Significant increase in rural vote and decline in Democratic turnout were keys to election

The combination of an increase in rural voters and a decrease in Democrats casting ballots, especially in urban areas, were the main reasons Donald Trump beat Hillary Clinton, Chuck Todd, Mark Murray and Carrie Dann report for NBC News. Rural areas accounted for 500,000 more votes than in 2012, while urban votes were down about 2.5 million.

Dante Chinni, of the American Communities Project, found that Trump scored big numbers in four types of rural counties: rural middle America, working-class communities, graying areas, and evangelical hubs. In all four areas, voter turnout was up from 2012 and Trump scored much larger victories than Mitt Romney did in 2012. (Click on chart for larger version) 
In "Graying America," areas with aging populations, 242,721 more people voted in 2016, increasing Trump's advantage in those areas by 10 points over what Romney did in 2012, Chinni writes.

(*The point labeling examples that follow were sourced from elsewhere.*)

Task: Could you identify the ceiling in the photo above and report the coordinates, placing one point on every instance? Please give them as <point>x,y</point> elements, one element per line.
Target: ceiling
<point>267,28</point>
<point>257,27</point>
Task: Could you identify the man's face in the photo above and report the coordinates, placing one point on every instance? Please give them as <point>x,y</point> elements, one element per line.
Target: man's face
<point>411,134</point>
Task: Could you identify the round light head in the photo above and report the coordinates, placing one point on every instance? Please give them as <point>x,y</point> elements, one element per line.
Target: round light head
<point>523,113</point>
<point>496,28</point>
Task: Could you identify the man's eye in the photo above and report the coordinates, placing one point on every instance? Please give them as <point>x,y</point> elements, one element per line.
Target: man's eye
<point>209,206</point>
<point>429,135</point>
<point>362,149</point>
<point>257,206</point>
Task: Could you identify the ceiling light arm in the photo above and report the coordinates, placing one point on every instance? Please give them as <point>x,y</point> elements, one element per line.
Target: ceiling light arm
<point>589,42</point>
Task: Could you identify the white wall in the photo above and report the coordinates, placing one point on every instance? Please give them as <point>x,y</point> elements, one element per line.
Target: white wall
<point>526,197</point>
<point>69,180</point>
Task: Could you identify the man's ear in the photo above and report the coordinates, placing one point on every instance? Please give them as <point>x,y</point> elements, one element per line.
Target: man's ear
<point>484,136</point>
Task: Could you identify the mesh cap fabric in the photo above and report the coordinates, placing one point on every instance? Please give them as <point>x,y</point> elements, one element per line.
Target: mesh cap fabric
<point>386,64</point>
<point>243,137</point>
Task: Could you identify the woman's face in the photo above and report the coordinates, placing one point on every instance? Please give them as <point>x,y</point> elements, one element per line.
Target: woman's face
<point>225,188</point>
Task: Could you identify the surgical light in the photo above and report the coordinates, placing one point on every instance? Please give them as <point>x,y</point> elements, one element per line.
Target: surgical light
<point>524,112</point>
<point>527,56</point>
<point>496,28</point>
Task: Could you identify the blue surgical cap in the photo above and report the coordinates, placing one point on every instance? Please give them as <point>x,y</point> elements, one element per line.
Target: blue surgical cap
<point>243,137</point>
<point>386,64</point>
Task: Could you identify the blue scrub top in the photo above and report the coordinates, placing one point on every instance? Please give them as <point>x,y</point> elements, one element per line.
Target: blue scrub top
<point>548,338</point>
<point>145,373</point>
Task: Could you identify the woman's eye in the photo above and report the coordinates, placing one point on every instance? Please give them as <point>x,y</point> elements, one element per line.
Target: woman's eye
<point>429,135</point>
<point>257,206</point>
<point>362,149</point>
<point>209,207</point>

Votes were up by 163,349 in rural evangelical hubs, increasing Trump's winning margin by 12 points, votes were up 99,232 in rural working class communities, increasing Trump's victory by 17 points, and voters were up 16,252 in rural middle America, increasing Trump's victory by 17 points. At the same time, 796,725 fewer people in urban suburbs voted than in 2012 and 1,695,692 fewer people in big cities voted.